G. lamblia is characterized into seven different genotypes, with only two major genotypes known to infect humans (Monis and Thompson 2003; Feng and Xiao 2011). The AI subgenotype and the B genotype can infect beaver, livestock, cats, dogs, and humans. The AII subgenotype has only been found in humans, except for one case of detection in a beaver (Baruch et al. 1996). Genotypes C and D are found in dogs and genotypes E–G are host specific in other mammals (Feng and Xiao 2011).
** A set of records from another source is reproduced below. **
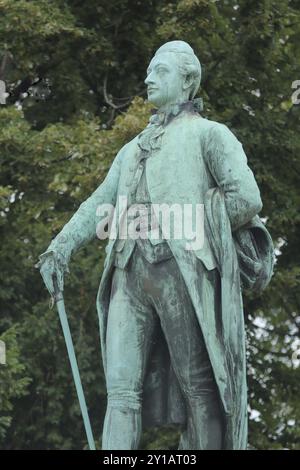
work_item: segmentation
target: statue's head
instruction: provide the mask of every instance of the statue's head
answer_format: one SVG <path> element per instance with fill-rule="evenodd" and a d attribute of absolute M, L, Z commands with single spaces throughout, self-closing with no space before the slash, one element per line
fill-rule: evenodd
<path fill-rule="evenodd" d="M 193 99 L 201 81 L 201 65 L 191 46 L 170 41 L 155 53 L 147 69 L 148 100 L 157 107 Z"/>

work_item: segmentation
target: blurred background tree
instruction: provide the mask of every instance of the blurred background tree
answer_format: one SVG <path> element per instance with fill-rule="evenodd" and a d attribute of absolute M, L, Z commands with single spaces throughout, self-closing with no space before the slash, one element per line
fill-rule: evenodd
<path fill-rule="evenodd" d="M 203 65 L 203 116 L 243 142 L 277 247 L 270 286 L 245 296 L 249 445 L 300 448 L 300 105 L 291 99 L 299 38 L 299 0 L 0 0 L 1 448 L 86 445 L 57 313 L 34 263 L 146 125 L 145 70 L 173 39 L 189 42 Z M 78 252 L 65 288 L 98 442 L 103 252 L 99 241 Z M 141 445 L 177 441 L 176 428 L 152 429 Z"/>

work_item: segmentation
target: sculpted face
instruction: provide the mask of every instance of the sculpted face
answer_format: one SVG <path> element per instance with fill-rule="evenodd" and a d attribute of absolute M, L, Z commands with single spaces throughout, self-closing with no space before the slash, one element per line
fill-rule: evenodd
<path fill-rule="evenodd" d="M 176 54 L 161 52 L 155 55 L 147 69 L 148 100 L 157 107 L 188 99 L 185 78 L 180 73 Z"/>

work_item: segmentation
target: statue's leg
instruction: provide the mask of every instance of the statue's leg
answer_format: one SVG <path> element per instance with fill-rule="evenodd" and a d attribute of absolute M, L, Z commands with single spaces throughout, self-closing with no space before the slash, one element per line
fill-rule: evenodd
<path fill-rule="evenodd" d="M 139 292 L 134 271 L 116 268 L 106 336 L 108 404 L 103 450 L 138 449 L 142 386 L 156 321 L 153 307 Z"/>
<path fill-rule="evenodd" d="M 224 435 L 221 401 L 202 331 L 182 275 L 174 258 L 153 266 L 153 269 L 156 279 L 162 280 L 153 302 L 187 405 L 187 426 L 179 448 L 221 449 Z M 204 270 L 203 267 L 202 276 L 206 275 Z M 202 281 L 207 281 L 206 311 L 214 315 L 214 286 L 204 278 Z"/>

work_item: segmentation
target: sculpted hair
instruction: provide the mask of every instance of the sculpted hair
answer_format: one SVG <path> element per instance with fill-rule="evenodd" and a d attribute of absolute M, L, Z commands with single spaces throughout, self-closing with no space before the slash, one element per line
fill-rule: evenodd
<path fill-rule="evenodd" d="M 155 55 L 161 52 L 173 52 L 176 54 L 180 73 L 193 77 L 189 99 L 193 99 L 196 95 L 201 83 L 201 64 L 194 50 L 185 41 L 170 41 L 163 44 L 157 49 Z"/>

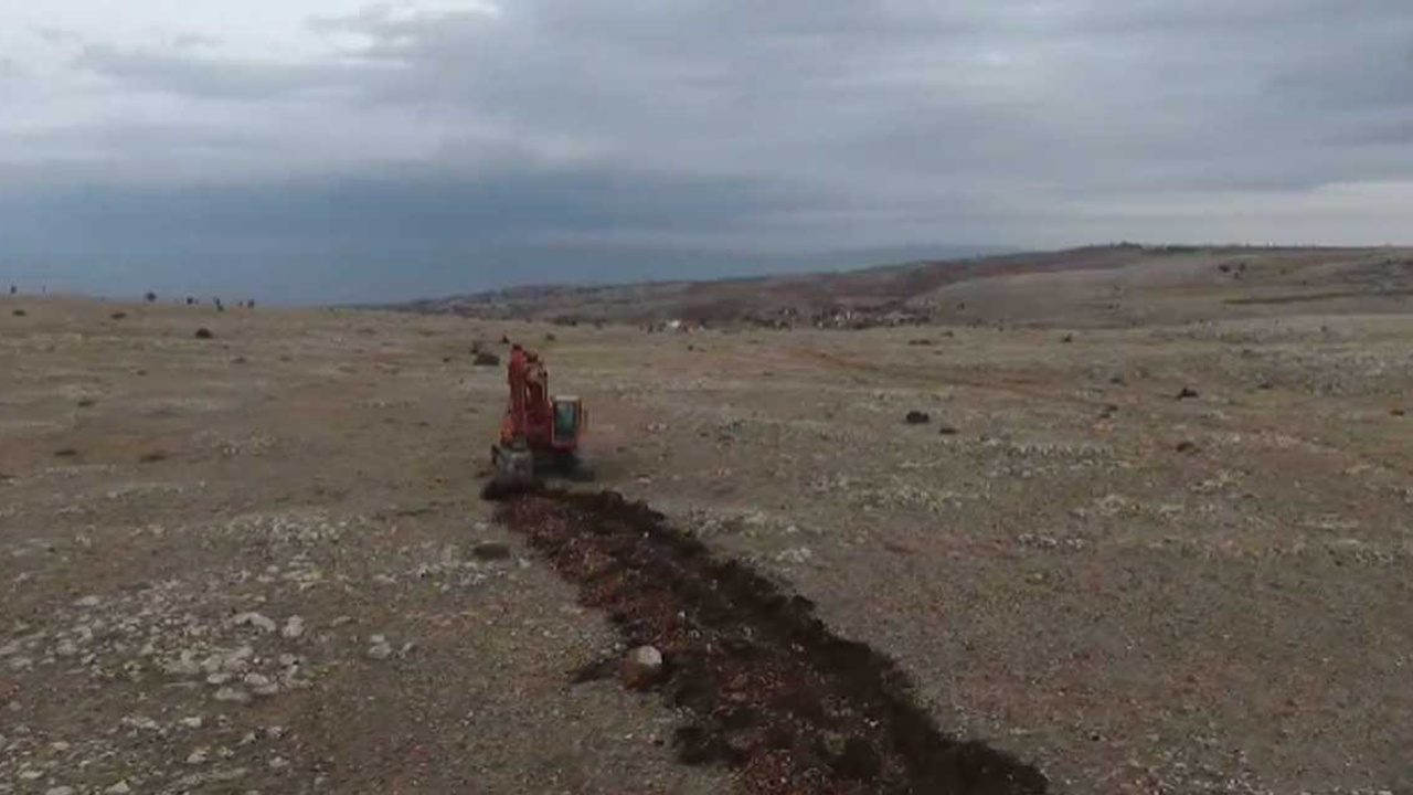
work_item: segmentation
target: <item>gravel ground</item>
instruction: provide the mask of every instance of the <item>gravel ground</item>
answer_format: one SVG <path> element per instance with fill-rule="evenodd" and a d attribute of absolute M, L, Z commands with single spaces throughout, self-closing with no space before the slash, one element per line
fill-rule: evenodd
<path fill-rule="evenodd" d="M 1407 315 L 547 331 L 0 298 L 0 792 L 732 788 L 476 499 L 503 334 L 1053 791 L 1413 792 Z"/>

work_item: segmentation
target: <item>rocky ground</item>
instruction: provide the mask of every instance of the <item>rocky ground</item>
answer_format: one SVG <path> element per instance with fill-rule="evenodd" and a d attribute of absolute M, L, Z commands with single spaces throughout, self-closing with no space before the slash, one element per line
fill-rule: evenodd
<path fill-rule="evenodd" d="M 660 699 L 571 682 L 626 649 L 476 497 L 502 335 L 585 398 L 595 488 L 1051 791 L 1413 792 L 1409 314 L 646 335 L 25 296 L 0 792 L 738 784 Z"/>

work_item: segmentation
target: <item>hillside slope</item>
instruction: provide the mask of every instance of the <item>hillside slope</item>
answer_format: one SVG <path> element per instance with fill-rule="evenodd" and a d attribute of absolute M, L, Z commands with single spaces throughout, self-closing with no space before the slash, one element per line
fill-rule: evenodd
<path fill-rule="evenodd" d="M 1410 294 L 1409 249 L 1116 245 L 804 276 L 513 287 L 393 308 L 565 323 L 1122 327 L 1289 314 L 1311 301 L 1323 313 L 1405 311 Z"/>

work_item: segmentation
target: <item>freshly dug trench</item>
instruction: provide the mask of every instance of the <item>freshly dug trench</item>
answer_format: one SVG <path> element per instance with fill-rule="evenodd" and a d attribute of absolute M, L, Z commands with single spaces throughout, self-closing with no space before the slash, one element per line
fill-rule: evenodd
<path fill-rule="evenodd" d="M 814 605 L 714 557 L 661 513 L 613 492 L 514 495 L 497 519 L 524 535 L 629 648 L 666 659 L 664 700 L 691 721 L 690 764 L 740 770 L 752 795 L 1041 795 L 1046 777 L 942 734 L 897 665 L 835 637 Z M 612 672 L 588 666 L 579 676 Z"/>

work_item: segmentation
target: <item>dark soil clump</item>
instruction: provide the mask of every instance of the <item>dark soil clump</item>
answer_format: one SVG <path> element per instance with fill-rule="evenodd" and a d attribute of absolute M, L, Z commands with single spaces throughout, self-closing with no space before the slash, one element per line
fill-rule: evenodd
<path fill-rule="evenodd" d="M 1040 795 L 1046 777 L 982 743 L 942 734 L 907 675 L 834 635 L 814 605 L 718 559 L 661 513 L 613 492 L 521 494 L 497 519 L 602 610 L 629 648 L 666 662 L 658 690 L 690 716 L 688 764 L 723 762 L 752 795 Z M 585 666 L 593 679 L 608 661 Z"/>

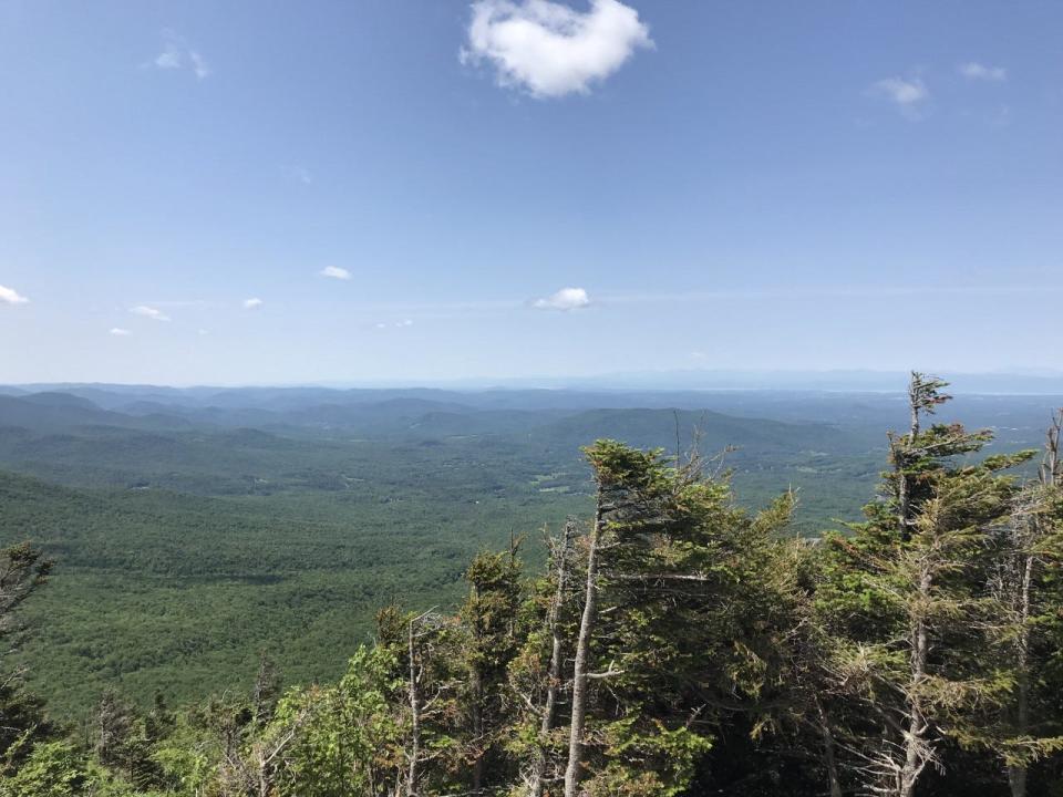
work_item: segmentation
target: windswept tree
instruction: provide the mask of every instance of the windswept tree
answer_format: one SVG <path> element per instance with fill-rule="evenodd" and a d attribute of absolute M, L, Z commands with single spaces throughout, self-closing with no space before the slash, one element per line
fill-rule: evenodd
<path fill-rule="evenodd" d="M 680 794 L 723 717 L 767 727 L 754 717 L 783 669 L 792 583 L 775 536 L 793 496 L 750 517 L 699 457 L 670 465 L 612 441 L 587 456 L 598 490 L 566 795 Z"/>
<path fill-rule="evenodd" d="M 1015 497 L 994 540 L 990 571 L 995 665 L 1010 689 L 995 716 L 972 723 L 964 738 L 1003 762 L 1012 797 L 1025 797 L 1030 766 L 1063 749 L 1063 718 L 1052 701 L 1063 624 L 1063 410 L 1052 418 L 1038 478 Z"/>
<path fill-rule="evenodd" d="M 959 424 L 921 421 L 948 401 L 940 380 L 914 373 L 911 427 L 890 435 L 883 500 L 854 536 L 828 539 L 819 594 L 833 618 L 837 683 L 867 722 L 847 745 L 869 791 L 911 797 L 942 766 L 948 735 L 1004 684 L 984 667 L 984 552 L 1016 487 L 1002 472 L 1029 454 L 971 459 L 991 439 Z"/>
<path fill-rule="evenodd" d="M 474 794 L 494 790 L 512 775 L 504 755 L 505 690 L 509 662 L 517 654 L 517 620 L 520 607 L 518 541 L 508 551 L 479 553 L 465 571 L 468 598 L 460 611 L 467 634 L 468 665 L 466 704 L 471 738 L 469 787 Z M 489 772 L 489 777 L 485 773 Z"/>
<path fill-rule="evenodd" d="M 51 570 L 51 560 L 29 542 L 0 549 L 0 776 L 55 733 L 42 702 L 25 691 L 24 669 L 10 663 L 27 631 L 19 609 Z"/>

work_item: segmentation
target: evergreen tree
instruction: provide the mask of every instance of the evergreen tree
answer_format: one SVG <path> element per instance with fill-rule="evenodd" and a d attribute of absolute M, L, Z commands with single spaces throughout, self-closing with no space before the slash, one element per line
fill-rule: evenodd
<path fill-rule="evenodd" d="M 833 618 L 836 681 L 865 710 L 852 729 L 853 765 L 876 791 L 915 793 L 928 765 L 942 766 L 946 735 L 962 735 L 971 706 L 1004 684 L 984 666 L 985 550 L 1015 495 L 1001 472 L 1029 454 L 972 462 L 985 432 L 922 428 L 948 401 L 945 383 L 914 373 L 911 427 L 890 435 L 884 500 L 852 539 L 828 540 L 819 596 Z"/>

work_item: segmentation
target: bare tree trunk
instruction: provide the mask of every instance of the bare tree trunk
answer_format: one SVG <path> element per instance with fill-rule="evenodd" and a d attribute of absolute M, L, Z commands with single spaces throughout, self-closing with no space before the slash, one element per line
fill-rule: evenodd
<path fill-rule="evenodd" d="M 1034 521 L 1036 522 L 1036 521 Z M 1015 695 L 1016 736 L 1025 736 L 1030 731 L 1030 589 L 1033 582 L 1034 557 L 1028 552 L 1022 568 L 1022 588 L 1019 598 L 1019 639 L 1018 648 L 1019 693 Z M 1026 797 L 1026 765 L 1014 764 L 1008 767 L 1008 785 L 1011 797 Z"/>
<path fill-rule="evenodd" d="M 1044 458 L 1038 472 L 1041 486 L 1046 489 L 1063 483 L 1063 468 L 1061 468 L 1060 463 L 1061 431 L 1063 431 L 1063 410 L 1052 416 L 1052 425 L 1049 426 L 1047 441 L 1044 446 Z M 1030 522 L 1033 524 L 1034 535 L 1040 536 L 1039 524 L 1042 522 L 1041 518 L 1031 518 Z M 1014 706 L 1014 735 L 1023 737 L 1030 732 L 1030 617 L 1033 611 L 1031 590 L 1033 589 L 1033 570 L 1036 557 L 1030 550 L 1032 548 L 1031 541 L 1023 540 L 1018 528 L 1013 534 L 1019 537 L 1015 540 L 1016 548 L 1023 551 L 1024 557 L 1018 601 L 1019 638 L 1015 640 L 1015 664 L 1019 671 L 1019 692 L 1015 695 Z M 1007 770 L 1011 797 L 1026 797 L 1029 767 L 1025 764 L 1012 764 L 1007 767 Z"/>
<path fill-rule="evenodd" d="M 477 747 L 484 739 L 484 677 L 478 667 L 473 667 L 473 738 Z M 473 794 L 478 795 L 484 783 L 484 752 L 477 748 L 473 760 Z"/>
<path fill-rule="evenodd" d="M 572 720 L 568 739 L 568 766 L 565 769 L 565 797 L 576 797 L 576 787 L 579 785 L 580 776 L 580 758 L 584 753 L 584 727 L 587 723 L 587 660 L 598 610 L 598 545 L 601 540 L 602 514 L 603 496 L 599 485 L 595 526 L 590 531 L 590 542 L 587 551 L 587 593 L 584 599 L 584 614 L 579 621 L 579 638 L 576 640 L 576 665 L 572 671 Z"/>
<path fill-rule="evenodd" d="M 543 797 L 543 778 L 546 776 L 546 737 L 554 729 L 554 716 L 557 713 L 557 692 L 561 683 L 561 650 L 564 640 L 558 628 L 561 604 L 565 602 L 565 589 L 568 581 L 568 549 L 571 545 L 576 524 L 566 521 L 561 531 L 561 544 L 557 551 L 557 591 L 547 617 L 554 645 L 550 650 L 550 665 L 547 670 L 546 703 L 543 706 L 543 721 L 539 724 L 539 752 L 532 772 L 530 797 Z"/>
<path fill-rule="evenodd" d="M 421 690 L 419 686 L 420 673 L 414 643 L 413 620 L 410 621 L 409 655 L 410 655 L 410 768 L 406 772 L 406 797 L 417 794 L 417 764 L 421 758 Z"/>
<path fill-rule="evenodd" d="M 922 712 L 922 698 L 919 690 L 927 675 L 927 658 L 929 644 L 927 640 L 927 622 L 923 607 L 930 599 L 931 578 L 929 565 L 922 566 L 919 576 L 918 605 L 911 621 L 909 643 L 911 645 L 911 682 L 908 695 L 908 727 L 905 731 L 905 763 L 900 770 L 899 797 L 911 797 L 916 789 L 916 780 L 927 764 L 927 720 Z"/>
<path fill-rule="evenodd" d="M 842 782 L 838 778 L 838 759 L 835 751 L 834 734 L 830 733 L 830 722 L 823 710 L 819 697 L 814 696 L 816 714 L 819 716 L 819 732 L 823 735 L 823 763 L 827 769 L 827 783 L 830 785 L 830 797 L 842 797 Z"/>

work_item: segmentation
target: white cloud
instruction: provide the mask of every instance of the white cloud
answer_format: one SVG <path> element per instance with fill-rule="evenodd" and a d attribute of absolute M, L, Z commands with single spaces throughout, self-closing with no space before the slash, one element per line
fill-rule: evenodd
<path fill-rule="evenodd" d="M 155 59 L 155 65 L 159 69 L 180 69 L 183 63 L 184 56 L 173 42 L 166 44 L 166 49 Z"/>
<path fill-rule="evenodd" d="M 331 277 L 332 279 L 350 279 L 351 272 L 347 269 L 341 269 L 339 266 L 326 266 L 319 272 L 322 277 Z"/>
<path fill-rule="evenodd" d="M 500 85 L 557 97 L 588 93 L 652 46 L 638 11 L 619 0 L 590 0 L 584 12 L 551 0 L 476 0 L 461 59 L 491 63 Z"/>
<path fill-rule="evenodd" d="M 930 91 L 921 77 L 886 77 L 873 84 L 868 93 L 885 96 L 909 118 L 918 118 L 919 110 L 930 99 Z"/>
<path fill-rule="evenodd" d="M 19 293 L 14 288 L 0 286 L 0 302 L 4 302 L 6 304 L 25 304 L 29 301 L 29 299 Z"/>
<path fill-rule="evenodd" d="M 554 296 L 537 299 L 539 310 L 579 310 L 590 304 L 590 297 L 582 288 L 561 288 Z"/>
<path fill-rule="evenodd" d="M 163 31 L 163 37 L 166 39 L 163 51 L 146 65 L 161 70 L 187 69 L 199 80 L 210 74 L 210 65 L 206 59 L 198 50 L 189 46 L 183 37 L 173 31 Z"/>
<path fill-rule="evenodd" d="M 169 315 L 158 308 L 148 307 L 147 304 L 137 304 L 135 308 L 130 308 L 130 312 L 134 315 L 149 318 L 153 321 L 169 321 Z"/>
<path fill-rule="evenodd" d="M 956 71 L 971 80 L 983 80 L 991 83 L 1002 83 L 1008 80 L 1008 70 L 1003 66 L 987 66 L 977 61 L 968 61 L 964 64 L 960 64 L 956 68 Z"/>

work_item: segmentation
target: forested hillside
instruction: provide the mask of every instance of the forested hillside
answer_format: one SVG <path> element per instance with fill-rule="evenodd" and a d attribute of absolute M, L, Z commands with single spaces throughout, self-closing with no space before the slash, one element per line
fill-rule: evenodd
<path fill-rule="evenodd" d="M 1023 451 L 1024 402 L 969 431 L 943 387 L 914 375 L 879 447 L 712 410 L 11 397 L 0 794 L 1055 794 L 1063 417 Z"/>

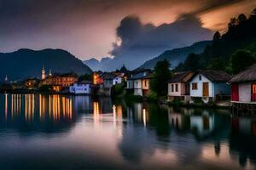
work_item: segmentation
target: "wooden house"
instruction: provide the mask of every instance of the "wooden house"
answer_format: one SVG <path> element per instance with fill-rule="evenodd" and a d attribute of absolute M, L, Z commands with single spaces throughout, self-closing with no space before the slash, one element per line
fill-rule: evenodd
<path fill-rule="evenodd" d="M 198 71 L 190 81 L 190 96 L 215 99 L 217 96 L 230 95 L 228 84 L 230 78 L 231 76 L 223 71 Z"/>
<path fill-rule="evenodd" d="M 189 80 L 193 76 L 192 71 L 175 73 L 168 82 L 168 99 L 184 99 L 190 94 Z"/>
<path fill-rule="evenodd" d="M 256 64 L 235 76 L 230 82 L 232 102 L 256 104 Z"/>
<path fill-rule="evenodd" d="M 113 85 L 121 84 L 123 82 L 122 75 L 116 75 L 113 72 L 104 72 L 100 79 L 103 82 L 100 84 L 100 94 L 103 95 L 111 95 L 111 88 Z"/>
<path fill-rule="evenodd" d="M 150 70 L 135 70 L 131 77 L 127 79 L 126 90 L 132 91 L 134 95 L 148 95 L 151 78 L 153 78 L 153 73 Z"/>

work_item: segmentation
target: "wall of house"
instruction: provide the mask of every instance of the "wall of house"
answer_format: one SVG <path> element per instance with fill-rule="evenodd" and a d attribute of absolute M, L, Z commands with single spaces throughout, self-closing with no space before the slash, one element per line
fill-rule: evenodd
<path fill-rule="evenodd" d="M 241 83 L 238 86 L 239 101 L 251 101 L 251 83 Z"/>
<path fill-rule="evenodd" d="M 113 79 L 113 85 L 120 84 L 120 83 L 122 83 L 121 76 L 116 76 L 114 79 Z"/>
<path fill-rule="evenodd" d="M 226 82 L 214 82 L 214 95 L 223 94 L 223 95 L 231 95 L 231 86 Z"/>
<path fill-rule="evenodd" d="M 132 89 L 132 88 L 134 88 L 134 82 L 133 82 L 133 80 L 127 80 L 126 88 L 128 88 L 128 89 Z"/>
<path fill-rule="evenodd" d="M 138 88 L 142 89 L 143 88 L 141 79 L 134 80 L 133 84 L 134 84 L 133 85 L 134 88 L 136 88 L 136 89 L 138 89 Z"/>
<path fill-rule="evenodd" d="M 199 76 L 201 76 L 201 80 L 199 80 Z M 197 82 L 197 89 L 192 90 L 192 83 Z M 190 96 L 191 97 L 202 97 L 203 94 L 203 82 L 209 82 L 209 97 L 214 97 L 214 92 L 212 92 L 212 82 L 201 74 L 196 75 L 190 82 Z"/>
<path fill-rule="evenodd" d="M 89 94 L 90 93 L 90 84 L 73 84 L 69 87 L 69 92 L 73 94 Z"/>
<path fill-rule="evenodd" d="M 149 79 L 143 79 L 143 89 L 144 90 L 149 90 L 149 82 L 150 80 Z"/>
<path fill-rule="evenodd" d="M 134 88 L 134 95 L 143 96 L 143 89 L 142 88 Z"/>
<path fill-rule="evenodd" d="M 176 84 L 177 84 L 177 92 L 176 91 Z M 182 85 L 181 82 L 169 82 L 168 83 L 168 95 L 169 96 L 181 96 L 182 95 Z M 172 91 L 172 85 L 173 85 L 173 92 Z"/>

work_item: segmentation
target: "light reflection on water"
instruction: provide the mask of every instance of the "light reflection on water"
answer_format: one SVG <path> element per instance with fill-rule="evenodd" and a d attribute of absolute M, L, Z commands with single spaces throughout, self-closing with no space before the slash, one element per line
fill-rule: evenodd
<path fill-rule="evenodd" d="M 1 169 L 254 169 L 256 120 L 109 98 L 0 95 Z"/>

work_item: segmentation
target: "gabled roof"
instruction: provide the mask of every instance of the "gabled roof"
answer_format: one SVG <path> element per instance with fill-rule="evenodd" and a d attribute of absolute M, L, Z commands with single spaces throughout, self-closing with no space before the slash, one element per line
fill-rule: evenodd
<path fill-rule="evenodd" d="M 143 77 L 143 79 L 151 79 L 154 78 L 154 73 L 153 72 L 148 72 L 146 76 Z"/>
<path fill-rule="evenodd" d="M 187 82 L 194 76 L 192 71 L 177 72 L 173 75 L 169 82 Z"/>
<path fill-rule="evenodd" d="M 235 76 L 230 82 L 245 82 L 256 81 L 256 64 Z"/>
<path fill-rule="evenodd" d="M 213 70 L 199 70 L 192 78 L 196 75 L 201 74 L 208 78 L 211 82 L 229 82 L 231 79 L 231 76 L 224 71 L 213 71 Z"/>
Although human genotypes have been characterized from samples of various mammals, the role of animals in transmission to humans and vice versa has yet to be confirmed (Cacciò and Ryan 2008; Cooper, et al. 2010; Feng and Xiao 2011) and data implicating pets as a risk factor for transmission of giardiasis is limited (Yoder et al. 2012). Previous studies have shown A and B genotypes to be found in both dogs and humans living in close proximity (Yong et al. 2000; Itagaki et al. 2005; Lalle et al. 2005a, 2005b; Volotão et al. 2007; Covacin et al. 2011). A study conducted in southern Germany confirmed a high prevalence of G. lamblia of the A genotype in asymptomatic dogs living in an urban environment (Leonhard et al. 2007). In contrast, the research completed by Sulaiman and colleagues (Sulaiman et al. 2003) in the USA showed that the dogs surveyed only displayed dog-specific genotypes and human samples showed only human genotype G. lamblia infections. Another study conducted in Aboriginal communities in Australia described dogs living in the same locality as humans as being predominantly infected with the C and D genotypes (Hopkins et al. 1997). The aim of this study was to determine if human genotypes of G. lamblia could be found in canine companion animals in Tucson, Arizona by using direct immunofluorescence microscopy and polymerase chain reaction (PCR), thus providing additional molecular data to better understand transmission of the parasite.
Materials and methods
Sample collection and IFA
Canine fecal samples were collected from the Humane Society of Southern Arizona between July 2006 and April 2009. Both diarrheic and non-diarrheic samples were collected since G. lamblia infection may be present in either stool type (Ballweber et al. 2010). Samples were transported to the laboratory in a Styrofoam container immediately after collection and stored at 4 °C. Within 24 hours of collection, samples were concentrated for Giardia cysts using a standard ethyl acetate sedimentation technique (Ritchie 1948) and examined using Merifluor Cryptosporidium/Giardia direct immunofluorescence detection kit (Meridian Bioscience, Inc.).
DNA extraction
Sample DNA was isolated using the QIAamp DNA Stool Mini Kit (Qiagen, Inc.), per manufacturer's instructions, from samples found to be positive by the Merifluor kit and immunofluorescence microscopy. Positive control DNA (G. intestinalis ATCC 30957TM) was extracted from cysts using the QIAamp DNA Mini Kit (Qiagen, Inc.). All DNA was suspended in AE buffer and stored at −20 °C until PCR was performed.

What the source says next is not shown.